A clear-eyed survivor, Joan Crawford always knew how to make herself into whatever people wanted. She arrived in Hollywood with no training, a thick accent, and a childhood driven by poverty and abuse. She didn’t have ‘a look,’ so she invented one using her own makeup, caking foundation over her natural freckles. That she rose through a cutthroat studio system to build a four-decade career is a testament to her ambition and grit. Yet when she is remembered today, it is often for the bombast of the tell-all Mommy Dearest, penned by her adopted daughter Christine, later made into a kitschy vehicle for Faye Dunaway.
All of this is background to the restaging of Hell in a Handbag’s delightful musical spoof Christmas Dearest. The play, which tosses Dickens’ A Christmas Carol into a blender with a dozen or so Golden Age references, imagines a fading Crawford in the role of Scrooge. Now on the downside of her career, Joan (David Cerna) is mounting another comeback, this time in a gaudy nativity musical. But a lifetime spent fending off hacks, rivals, and her own aging have embittered Crawford, who takes it out on everyone around her, particularly her long-suffering assistant, Carol Anne (Ed Jones), and daughter, Christina (Mark Barty). Swaddled in her own entitlement and grievances, Joan is visited by three Christmas spirits (Tyler Anthony Smith, Danne W. Taylor, and Caitlyn Jackson) who show her visions of Christmases past, present, and future. Lessons are learned, Charlestons are danced, and little crippled boys are made to feel the magic of the holiday season. Also, there are puppets.

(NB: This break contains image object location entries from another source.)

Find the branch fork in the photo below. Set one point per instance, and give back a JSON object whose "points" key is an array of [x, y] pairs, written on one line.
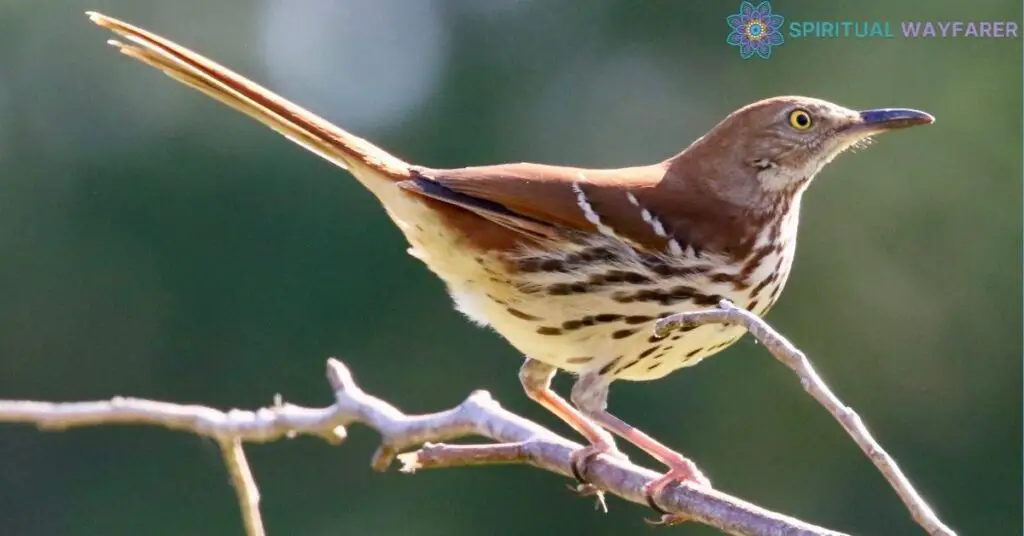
{"points": [[516, 440]]}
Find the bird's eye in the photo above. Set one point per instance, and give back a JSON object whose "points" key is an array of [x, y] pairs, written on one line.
{"points": [[800, 119]]}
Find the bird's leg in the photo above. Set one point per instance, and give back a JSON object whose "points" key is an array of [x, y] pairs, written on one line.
{"points": [[536, 378], [590, 395]]}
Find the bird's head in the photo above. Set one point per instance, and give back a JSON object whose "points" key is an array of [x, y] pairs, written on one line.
{"points": [[782, 142]]}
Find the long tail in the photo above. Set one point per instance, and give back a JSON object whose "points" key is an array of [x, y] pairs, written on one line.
{"points": [[374, 167]]}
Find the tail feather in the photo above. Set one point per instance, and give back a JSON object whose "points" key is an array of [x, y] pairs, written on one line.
{"points": [[373, 166]]}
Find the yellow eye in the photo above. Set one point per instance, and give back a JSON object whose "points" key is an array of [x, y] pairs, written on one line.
{"points": [[800, 119]]}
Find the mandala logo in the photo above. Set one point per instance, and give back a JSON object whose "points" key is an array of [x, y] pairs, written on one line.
{"points": [[755, 30]]}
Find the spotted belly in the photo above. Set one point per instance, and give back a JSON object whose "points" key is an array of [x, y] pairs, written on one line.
{"points": [[600, 317]]}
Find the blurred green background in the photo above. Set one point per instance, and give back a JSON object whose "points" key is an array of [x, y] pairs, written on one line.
{"points": [[154, 243]]}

This is Cerda’s show from the first light, as it’s his book, lyrics, music, and performance that find genuine heart amidst the layers of parody. His Joan is a hilarious center of gravity, simultaneously lampooning Crawford as a preening diva while also suggesting the toughness, vulnerability, and single-mindedness that made her a star. Within minutes he’s able to wring a laugh from the audience with little more than a raised eyebrow, and his energy is matched by a game and madcap ensemble. Standouts include Smith as a well-soused Ghost of Christmas Past and Barty as Crawford’s indignant, petulant daughter. Maiko Terazawa and Marissa Williams play past versions of Joan and are so energetic in their movements and choreography that they make a cramped stage feel like the Gershwin Theatre.

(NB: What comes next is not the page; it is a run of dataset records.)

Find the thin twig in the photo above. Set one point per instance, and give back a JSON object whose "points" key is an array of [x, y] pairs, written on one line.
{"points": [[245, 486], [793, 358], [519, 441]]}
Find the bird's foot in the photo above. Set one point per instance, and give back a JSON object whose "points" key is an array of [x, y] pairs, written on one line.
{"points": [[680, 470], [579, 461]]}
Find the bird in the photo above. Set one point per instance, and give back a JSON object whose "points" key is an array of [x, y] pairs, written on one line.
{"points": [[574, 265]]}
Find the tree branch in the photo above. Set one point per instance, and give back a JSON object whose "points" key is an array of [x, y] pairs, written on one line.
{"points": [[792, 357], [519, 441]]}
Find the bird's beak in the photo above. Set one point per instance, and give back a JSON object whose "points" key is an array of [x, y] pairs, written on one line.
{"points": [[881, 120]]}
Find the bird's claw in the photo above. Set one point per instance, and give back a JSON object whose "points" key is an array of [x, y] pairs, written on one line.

Of course, any rendering of Crawford must evoke her extravagance, and Hell in a Handbag productions are well-known for their invention and resourcefulness. Costume designers Uriel Gomez and Kate Setzer Kamphausen summon Crawford’s essence through shoulder pads and leg slits and wig designer Keith Ryan earned a solid 30-seconds of laughter out of his recreation of Bette Davis’s most iconic look. The aforementioned puppets—used to evoke everything from nativity sheep to flying scene changes—are vigorously performed by Lolly Extract, whose mute enthusiasm brought several performers to the verge of breaking. This is one of those plays where every prop has a gag attached to it and every ensemble member is entertaining to watch, even in silence.
The show is a treat for eagle-eyed fans of both Crawford and Dickens, weaving in easter eggs and winking references to Crawford’s life and works. But it is at its best when it sets aside the parody and allows the woman at the heart of it all to ponder the price of female ambition. “Are we monsters?” Joan asks Bette Davis late in the show, and it’s clear that the question is meant to interrogate the choices and sacrifices required of successful women. The conversation observes how the famous rivals were always “working together by tearing [one another] apart,” and at points one wishes the show would explore that sentiment—as resonant today as then—rather than another coat hanger gag.
Still, it’s hard to find fault with parody so lovingly rendered, and it’s a tribute to Cerda and director Derek Van Barham’s vision that this Crawford can at once embody camp and pathos. One wonders how the original icon—who gave up her name and face so long ago—would feel to see her long struggle compressed into a zany spoof. But the audience was filled with fans, who laughed and cheered and leapt to their feet at cast bows. It means something that she’s still knocking ‘em dead, long after her rivals are gone and forgotten. Joan Crawford survives. Come see the show.